Taylor estimates 167 million acres of monarch breeding habitat have been lost since 1996, making sanctuaries such as Malinowski’s garden increasingly rare.

She hopes her the butterflies return. After her husband bought her a butterfly bush in 2006, Malinowski became fascinated with the colorful insects.

“The thing grew to like 10 feet tall – it was huge!” she said “I had every butterfly in the world in my yard.”

She also planted several species of milkweed, encouraging others to do the same.

“It doesn’t have to be common milkweed either,” she said. “There are so many pretty milkweeds you can put in your garden.”

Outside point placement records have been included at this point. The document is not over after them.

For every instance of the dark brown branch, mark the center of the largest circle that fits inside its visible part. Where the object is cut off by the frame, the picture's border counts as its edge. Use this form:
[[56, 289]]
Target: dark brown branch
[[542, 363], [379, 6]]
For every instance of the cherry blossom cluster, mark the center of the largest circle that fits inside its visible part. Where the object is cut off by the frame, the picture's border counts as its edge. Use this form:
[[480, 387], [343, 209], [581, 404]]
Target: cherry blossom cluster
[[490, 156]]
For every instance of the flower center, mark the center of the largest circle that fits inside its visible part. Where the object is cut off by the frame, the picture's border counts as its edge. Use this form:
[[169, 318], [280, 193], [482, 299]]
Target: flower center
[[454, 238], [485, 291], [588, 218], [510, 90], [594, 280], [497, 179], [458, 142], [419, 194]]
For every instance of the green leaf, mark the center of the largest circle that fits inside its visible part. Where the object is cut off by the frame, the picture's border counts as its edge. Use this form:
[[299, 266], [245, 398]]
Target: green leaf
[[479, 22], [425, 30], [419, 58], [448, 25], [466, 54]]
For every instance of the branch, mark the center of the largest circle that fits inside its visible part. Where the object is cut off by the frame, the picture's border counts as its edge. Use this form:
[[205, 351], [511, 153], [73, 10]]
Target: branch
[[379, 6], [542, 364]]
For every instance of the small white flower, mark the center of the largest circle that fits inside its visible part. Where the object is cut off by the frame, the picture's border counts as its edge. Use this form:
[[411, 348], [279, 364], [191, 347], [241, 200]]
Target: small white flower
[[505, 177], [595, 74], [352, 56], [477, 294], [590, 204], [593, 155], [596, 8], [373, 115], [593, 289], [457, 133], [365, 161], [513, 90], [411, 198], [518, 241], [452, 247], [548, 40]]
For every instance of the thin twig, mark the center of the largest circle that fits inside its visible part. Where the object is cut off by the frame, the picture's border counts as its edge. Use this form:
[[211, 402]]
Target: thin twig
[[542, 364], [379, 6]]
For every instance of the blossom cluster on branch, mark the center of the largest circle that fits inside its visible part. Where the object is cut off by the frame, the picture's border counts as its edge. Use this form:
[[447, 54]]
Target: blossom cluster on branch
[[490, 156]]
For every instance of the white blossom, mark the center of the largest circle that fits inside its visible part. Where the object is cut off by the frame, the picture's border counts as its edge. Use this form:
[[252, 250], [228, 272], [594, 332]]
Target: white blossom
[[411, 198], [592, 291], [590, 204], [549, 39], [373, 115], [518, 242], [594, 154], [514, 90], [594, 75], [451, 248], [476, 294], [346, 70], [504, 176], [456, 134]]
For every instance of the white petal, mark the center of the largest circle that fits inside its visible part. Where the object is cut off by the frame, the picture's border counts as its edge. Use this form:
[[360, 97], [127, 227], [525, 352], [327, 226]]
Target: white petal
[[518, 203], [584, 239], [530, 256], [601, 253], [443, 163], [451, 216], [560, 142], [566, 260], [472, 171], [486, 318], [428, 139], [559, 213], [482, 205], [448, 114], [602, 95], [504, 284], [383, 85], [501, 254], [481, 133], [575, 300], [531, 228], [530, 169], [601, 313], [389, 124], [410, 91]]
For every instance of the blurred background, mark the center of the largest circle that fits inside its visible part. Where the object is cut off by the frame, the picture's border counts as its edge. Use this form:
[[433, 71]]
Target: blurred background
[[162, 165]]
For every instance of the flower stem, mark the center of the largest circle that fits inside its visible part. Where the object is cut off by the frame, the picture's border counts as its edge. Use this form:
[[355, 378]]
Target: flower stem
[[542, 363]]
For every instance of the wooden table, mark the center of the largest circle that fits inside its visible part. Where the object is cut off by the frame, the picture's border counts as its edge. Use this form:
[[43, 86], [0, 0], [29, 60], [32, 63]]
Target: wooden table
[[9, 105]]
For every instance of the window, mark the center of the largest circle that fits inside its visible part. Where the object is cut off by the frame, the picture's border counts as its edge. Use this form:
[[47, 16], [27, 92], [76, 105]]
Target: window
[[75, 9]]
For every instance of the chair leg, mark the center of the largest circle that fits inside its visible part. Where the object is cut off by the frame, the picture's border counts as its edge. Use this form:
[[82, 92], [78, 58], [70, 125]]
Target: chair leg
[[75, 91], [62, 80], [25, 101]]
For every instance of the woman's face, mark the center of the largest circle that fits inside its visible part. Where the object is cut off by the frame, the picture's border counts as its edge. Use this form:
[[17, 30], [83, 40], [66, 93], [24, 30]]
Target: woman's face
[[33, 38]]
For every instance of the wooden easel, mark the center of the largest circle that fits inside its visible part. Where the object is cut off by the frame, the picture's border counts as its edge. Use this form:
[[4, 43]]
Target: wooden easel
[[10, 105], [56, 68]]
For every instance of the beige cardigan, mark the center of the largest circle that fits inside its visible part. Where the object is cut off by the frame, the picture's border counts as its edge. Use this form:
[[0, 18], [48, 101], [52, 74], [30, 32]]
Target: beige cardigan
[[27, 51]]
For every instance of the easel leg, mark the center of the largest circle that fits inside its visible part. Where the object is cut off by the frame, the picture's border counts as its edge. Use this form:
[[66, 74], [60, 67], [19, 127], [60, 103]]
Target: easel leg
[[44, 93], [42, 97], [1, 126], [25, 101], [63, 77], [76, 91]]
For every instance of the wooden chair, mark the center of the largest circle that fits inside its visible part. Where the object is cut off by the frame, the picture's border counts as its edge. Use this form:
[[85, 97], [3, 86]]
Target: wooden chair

This year’s unusually cold spring killed that butterfly bush, she said. Cold conditions this year also likely drove a decline of many species of butterflies, according to butterfly expert with Penn State University.

Dr. Robert “Butterfly Bob” Snetsinger, a professor emeritus of entomology, said he had seen no monarchs in Centre County as of late June. Butterflies that overwinter as larvae could have frozen in the soil, he said.

“The whole butterfly population is down this year,” he said.

In the Snetsinger Butterfly Garden in State College, named for Snetsinger because of his work converting the 3 acres from farm field to butterfly oasis, even common species such as clouded sulphur and orange sulphur have been spotted in smaller numbers this year.

He confirmed that herbicide tolerant crops and increased herbicide use are causes of decline in monarchs and other species. Farms in Amish country in southcentral Pennsylvania tend to have higher and more diverse butterfly populations, he said, because of more traditional farming practices.

In his area, spraying for the invasive gypsy moth set butterfly populations back a few years ago, he said. In 2007, he noted 32 species of butterfly in the Snetsinger garden. By 2010, that number had declined to 17 but have recently bounced back to 26, he said.

He doesn’t think monarchs will go completely extinct, but emphasized the importance of planting milkweed.

“There’s a real major effort this year to plant milkweed all across the country,” he said. “This is a big year for the monarch butterfly.”